Paulo aprendeu na itinerância. Ele encontrou nos crucificados e crucificadas a revelação mais forte de Deus—o próprio Cristo. Com eles, fundou comunidades que fujam do modelo sinagoga e que falem do poder da vida, de ressurreição. Nascendo no meio de um poder tão hegemônico quanto o império greco-romano, as comunidades paulinas eram um grito de esperança, uma esperança que se transforma em identidade. Elas eram também comunidades alternativas, ekklesia-casa marcada pela circularidade dos bens, do poder, do saber e dos afetos.
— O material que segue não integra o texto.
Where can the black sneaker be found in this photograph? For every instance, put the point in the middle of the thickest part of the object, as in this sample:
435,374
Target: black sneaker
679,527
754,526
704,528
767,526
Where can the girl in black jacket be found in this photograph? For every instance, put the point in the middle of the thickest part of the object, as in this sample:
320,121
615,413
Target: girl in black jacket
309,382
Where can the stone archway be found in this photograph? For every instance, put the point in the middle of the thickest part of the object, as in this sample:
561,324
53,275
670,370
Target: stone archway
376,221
Conforme a irmã Tea, Paulo buscava antes conhecer a realidade e se enxertar na cidade. Começava a missão fora da porta da cidade, na periferia, no mundo dos pobres e descartados (mulheres, trabalhadores braçais, escravos) onde se inseria vivendo como eles, trabalhando com suas próprias mãos para se sustentar. Ele anunciava Jesus Cristo, o Crucificado ressuscitado. Assim, “marcado pelas cidades que o formaram, Paulo vive a sua vocação numa continuidade profética, mas a sua linguagem e suas opções se inserem no movimento apocalíptico com a finalidade de criar um universo de pensamento alternativo ao pensamento massificante romano... A fé apocalíptica, [fé em Deus, Senhor da história], anima a permanecer, a resistir na luta criando pensamento e práticas alternativas” (Vida Pastoral, Nº 318, p. 6). A práxis de Paulo estava profundamente enraizada na memória do Êxodo, mantida viva pelos profetas e revelada definitivamente em Jesus de Nazaré.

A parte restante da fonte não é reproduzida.